In a super-arid desert at an altitude of 5,000m, with almost no humidity or vegetation, the world’s largest ground-based astronomy project opened for business yesterday — ready to probe the universe with unprecedented might.
The Atacama Large Millimeter/submillimeter Array, or Alma, will search for clues about the dawn of the cosmos — from the coldest gases and dust where galaxies are formed to the energy produced by the Big Bang.
It is so powerful, the telescope will be able to look through the dense dust clouds of deep space, allowing astronomers a glimpse of galaxies from 12bn years ago.
Alma also reaches farther than any other radio telescope and has captured images different from anything seen before by visible-light and infrared telescopes. The $1.5bn (€1.15bn) project is jointly funded by the US, Canada, Japan, and Europe.
It is an engineering triumph that launches Chile to the forefront of ground-based space exploration.
“What is so very special about this place is that, right here above our heads, there is virtually no water vapour.
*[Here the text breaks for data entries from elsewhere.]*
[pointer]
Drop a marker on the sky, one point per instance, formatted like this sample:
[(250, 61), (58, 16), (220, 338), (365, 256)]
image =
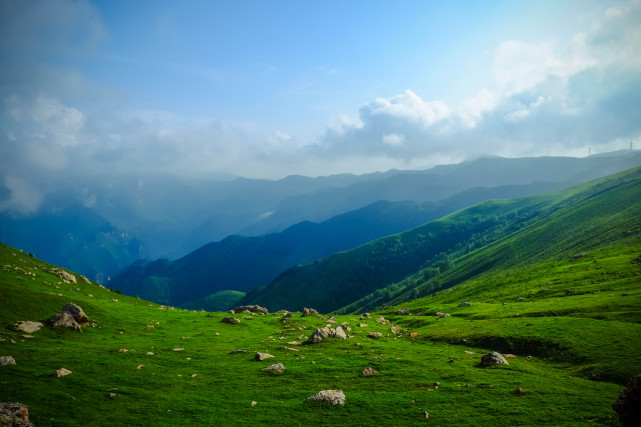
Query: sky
[(265, 89)]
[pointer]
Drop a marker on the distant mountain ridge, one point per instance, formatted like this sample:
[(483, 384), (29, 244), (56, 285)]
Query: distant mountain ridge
[(168, 216)]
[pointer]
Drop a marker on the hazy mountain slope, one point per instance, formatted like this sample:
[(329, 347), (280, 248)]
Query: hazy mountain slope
[(243, 263), (580, 213)]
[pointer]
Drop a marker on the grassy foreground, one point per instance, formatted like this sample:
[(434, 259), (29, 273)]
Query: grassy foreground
[(583, 334)]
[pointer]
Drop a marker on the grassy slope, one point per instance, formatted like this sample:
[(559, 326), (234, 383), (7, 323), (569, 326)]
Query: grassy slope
[(164, 392)]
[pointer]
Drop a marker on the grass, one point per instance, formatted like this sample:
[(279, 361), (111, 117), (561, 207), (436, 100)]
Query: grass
[(584, 345)]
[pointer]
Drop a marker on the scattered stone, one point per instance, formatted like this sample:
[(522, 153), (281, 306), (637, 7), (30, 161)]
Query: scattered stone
[(14, 414), (335, 397), (369, 371), (320, 334), (26, 326), (493, 358), (7, 360), (276, 368), (66, 277), (62, 372), (309, 312), (251, 309), (71, 316), (259, 357), (628, 405)]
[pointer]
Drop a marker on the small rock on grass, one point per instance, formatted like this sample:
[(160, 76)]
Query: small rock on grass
[(335, 397)]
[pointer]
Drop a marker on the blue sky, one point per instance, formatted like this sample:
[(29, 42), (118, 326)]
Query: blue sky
[(271, 88)]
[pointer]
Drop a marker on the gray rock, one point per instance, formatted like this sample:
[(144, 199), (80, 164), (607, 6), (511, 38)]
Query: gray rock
[(26, 326), (259, 357), (276, 368), (251, 309), (320, 334), (493, 358), (7, 360), (14, 414), (335, 397), (71, 316)]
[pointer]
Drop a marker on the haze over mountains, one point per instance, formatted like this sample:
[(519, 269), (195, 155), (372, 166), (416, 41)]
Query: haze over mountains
[(100, 226)]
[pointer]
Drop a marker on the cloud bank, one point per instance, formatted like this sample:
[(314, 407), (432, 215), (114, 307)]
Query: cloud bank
[(545, 98)]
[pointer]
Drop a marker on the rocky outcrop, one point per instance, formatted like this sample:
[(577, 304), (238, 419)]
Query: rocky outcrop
[(71, 316), (320, 334), (7, 360), (66, 277), (26, 326), (628, 405), (493, 358), (335, 397), (251, 309), (14, 414)]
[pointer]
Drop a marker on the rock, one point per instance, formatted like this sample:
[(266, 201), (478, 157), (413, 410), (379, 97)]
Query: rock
[(62, 372), (577, 256), (71, 316), (628, 405), (276, 368), (309, 312), (7, 360), (251, 309), (26, 326), (369, 371), (259, 357), (14, 414), (68, 278), (493, 358), (335, 397), (320, 334)]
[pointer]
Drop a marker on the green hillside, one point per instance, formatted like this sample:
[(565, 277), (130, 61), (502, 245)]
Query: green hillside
[(584, 345), (458, 247)]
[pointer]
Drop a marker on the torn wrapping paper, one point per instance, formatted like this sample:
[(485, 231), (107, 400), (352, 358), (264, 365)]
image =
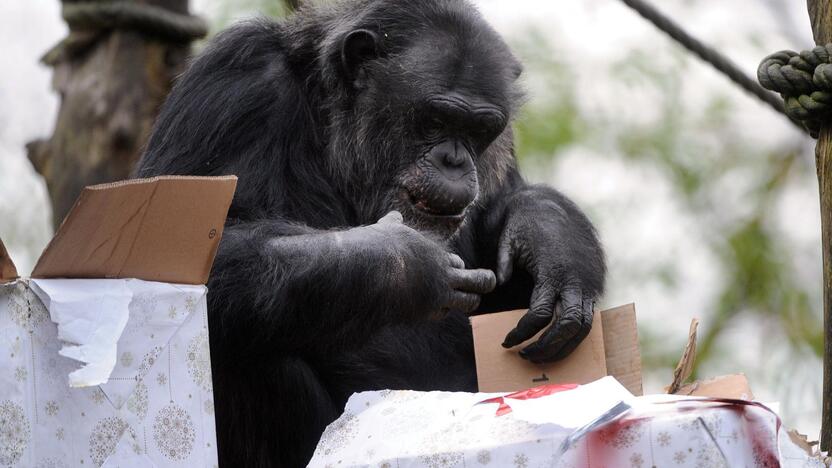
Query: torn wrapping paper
[(440, 429), (90, 314), (142, 349)]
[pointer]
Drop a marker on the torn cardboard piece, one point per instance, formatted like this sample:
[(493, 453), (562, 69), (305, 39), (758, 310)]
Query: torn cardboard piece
[(611, 348), (8, 272), (164, 229), (734, 387)]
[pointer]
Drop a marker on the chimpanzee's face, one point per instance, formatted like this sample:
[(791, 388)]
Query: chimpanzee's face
[(424, 119)]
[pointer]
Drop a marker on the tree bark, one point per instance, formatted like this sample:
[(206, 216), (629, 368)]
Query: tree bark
[(111, 84), (820, 12)]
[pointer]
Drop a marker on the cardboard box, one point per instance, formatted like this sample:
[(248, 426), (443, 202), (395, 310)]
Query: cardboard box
[(611, 348), (115, 370)]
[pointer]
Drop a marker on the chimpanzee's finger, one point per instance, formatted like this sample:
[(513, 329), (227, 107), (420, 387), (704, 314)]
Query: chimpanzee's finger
[(569, 330), (473, 281), (505, 259), (393, 217), (457, 261), (540, 314), (463, 301)]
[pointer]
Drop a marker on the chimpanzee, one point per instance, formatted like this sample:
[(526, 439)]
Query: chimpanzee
[(379, 204)]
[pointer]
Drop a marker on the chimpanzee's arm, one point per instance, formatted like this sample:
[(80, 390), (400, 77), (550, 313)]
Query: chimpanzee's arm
[(279, 285), (547, 257)]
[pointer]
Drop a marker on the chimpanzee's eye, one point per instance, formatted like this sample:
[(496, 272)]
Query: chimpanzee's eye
[(434, 127)]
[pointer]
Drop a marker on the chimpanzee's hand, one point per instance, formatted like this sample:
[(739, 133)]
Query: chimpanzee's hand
[(546, 235), (443, 274)]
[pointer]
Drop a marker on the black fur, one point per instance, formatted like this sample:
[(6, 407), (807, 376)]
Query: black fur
[(331, 119)]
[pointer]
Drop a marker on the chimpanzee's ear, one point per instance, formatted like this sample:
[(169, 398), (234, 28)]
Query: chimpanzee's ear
[(359, 47)]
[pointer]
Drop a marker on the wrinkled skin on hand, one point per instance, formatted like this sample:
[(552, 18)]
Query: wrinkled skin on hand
[(461, 289), (549, 238)]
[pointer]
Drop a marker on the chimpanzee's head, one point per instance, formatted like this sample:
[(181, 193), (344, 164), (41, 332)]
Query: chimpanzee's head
[(426, 94)]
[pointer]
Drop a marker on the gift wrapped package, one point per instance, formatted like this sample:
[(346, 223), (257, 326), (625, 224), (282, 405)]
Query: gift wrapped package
[(595, 425), (97, 366)]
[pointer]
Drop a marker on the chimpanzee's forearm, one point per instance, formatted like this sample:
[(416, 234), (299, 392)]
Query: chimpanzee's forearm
[(278, 285)]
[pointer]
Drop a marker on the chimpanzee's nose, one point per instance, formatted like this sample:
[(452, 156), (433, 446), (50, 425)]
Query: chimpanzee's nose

There is just so little that whatever light is emitted from a heavenly body, galaxy or star, it gets here with no interference” said Gianni Marconi, an astronomer with Alma.
“And this is the largest observatory that has ever been built,” Marconi underscored proudly.
Alma is a joint effort among North American, European and Asian agencies.
And when scientists went looking for a place to put this world’s biggest ground array of telescopes, they looked for a spot that was high altitude, low humidity, sunny, and boasting fairly easy logistical access.
At Llano Chajnantor, on a plain on a mountain near Chile’s border with Bolivia, and near the tourist town of San Pedro de Atacama, they got what they were looking for and more.
When scientists tested for humidity with ultra-sensitive equipment, they at first thought it had broken because they could not believe how low the humidity was.
As there is virtually no humidity to get in the way, the Alma’s 66 antennas can glimpse at things in the darkest and remotest regions of the universe.
“The scientific community wants to use Alma in its research on star formation, the birth of planets and not just what is happening in our solar system, but also on how the system was created after the Big Bang,” Alma director Thijs de Graaw said.
“It is a revolution in the history of the universe in the realm of millimetric and sub-millimetric waves, which can look through clouds of dust and focus on the formation of stars themselves.
“Telescopes cannot see what is happening inside these clouds. With Alma, we can. And that is like opening a new window,” Mr de Graaw said.
Astronomers are preparing for a bonanza of discovery. Using the submillimeter wavelength — shorter than radio waves, but longer than visible light — permits astronomers to look at the cold dust surrounding young stars, and watch planets come together.